The results showed no difference between the study groups in respiratory depression during FFB. Furthermore, fewer patients in the group sedated by propofol needed airway support or oxygen supplementation. This finding may be attributable to the higher number of boluses of propofol than of midazolam administered during the procedures (mean of 10 vs. 3), so there were lower peaks in blood drug concentration in the propofol group. Another explanation may be the combination of benzodiazepine with an opiate that can cause respiratory depression .
In the present study, there was no significant between-group difference in SpO2 during the entire procedure. However, unlike the carbon dioxide level, which was measured in an observational fashion, SpO2 was used to guide the treatment. In the midazolam + alfentanil group, there were more events of significant hypoxemia treated by nasal/oropharyngeal tube insertion or supplemental face mask oxygen.
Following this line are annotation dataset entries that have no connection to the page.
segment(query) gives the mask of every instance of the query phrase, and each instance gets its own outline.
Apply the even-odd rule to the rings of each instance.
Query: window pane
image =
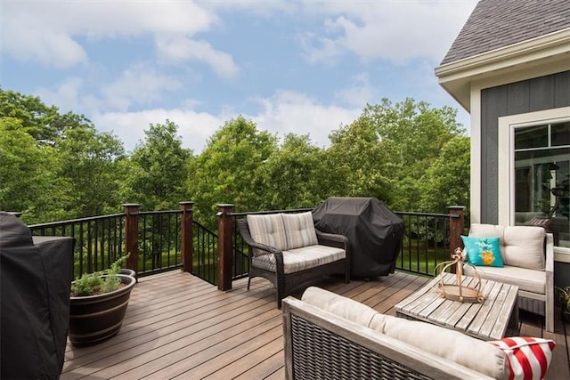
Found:
[[[515,130],[515,224],[540,220],[554,244],[570,247],[570,123]]]
[[[570,122],[553,124],[552,146],[570,145]]]
[[[549,126],[535,125],[515,129],[515,150],[549,146]]]

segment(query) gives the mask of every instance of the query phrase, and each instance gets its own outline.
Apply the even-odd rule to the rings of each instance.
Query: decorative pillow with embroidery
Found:
[[[489,343],[505,352],[510,371],[509,380],[543,379],[556,345],[552,340],[529,336],[502,338]]]
[[[499,247],[499,238],[475,238],[461,235],[467,261],[472,265],[503,266]]]

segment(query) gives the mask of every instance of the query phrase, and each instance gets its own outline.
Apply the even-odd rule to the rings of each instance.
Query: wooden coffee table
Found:
[[[518,335],[518,287],[481,279],[481,303],[461,303],[439,295],[439,276],[395,306],[396,316],[423,320],[461,331],[483,340],[497,340]],[[444,273],[445,283],[453,283],[455,275]],[[476,279],[463,276],[462,284]]]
The usual hemodynamic response to FFB is an increase in heart rate and blood pressure [22,23,24]. These changes are of little consequence in patients with normal cardiovascular function. However, in patients with coronary artery disease or in elderly patients with accompanying lung disease, who account for a large proportion of the population who undergo FFB, they may have important repercussions. Surprisingly, in the present study, neither sedation group showed a significant rise in heart rate or blood pressure. Indeed, a nonsignificant decrease in blood pressure was observed in the propofol group. The most likely explanation for this finding is the sedation protocol: the doses of both midazolam and alfentanil in our study were higher than those employed in similar studies . The association of the higher dose with stable heart rate and blood pressure is supported by an earlier study from our institute on the hemodynamic response to FFB . The stable hemodynamics may also be related to the recent wide use of β blockers for patients with coronary artery disease or high blood pressure.
Propofol provides faster neuropsychometric recovery . This study shows that it also provides faster respiratory recovery.
In conclusion, both midazolam + alfentanil and propofol sedation regimens appear to be suitable for FFB. The present study shows that sedation with propofol for FFB is safe when administered in small boluses at short intervals by trained personnel, and the respiratory status is well monitored during the procedure. These findings regarding the safety of propofol are important in light of earlier studies showing that sedation with propofol can achieve satisfactory sedation for FFB, with shorter recovery time and greater patient satisfaction .
Financial Disclosure and Conflicts of Interest
The authors have no conflict of interest to declare. No funding was received for this study.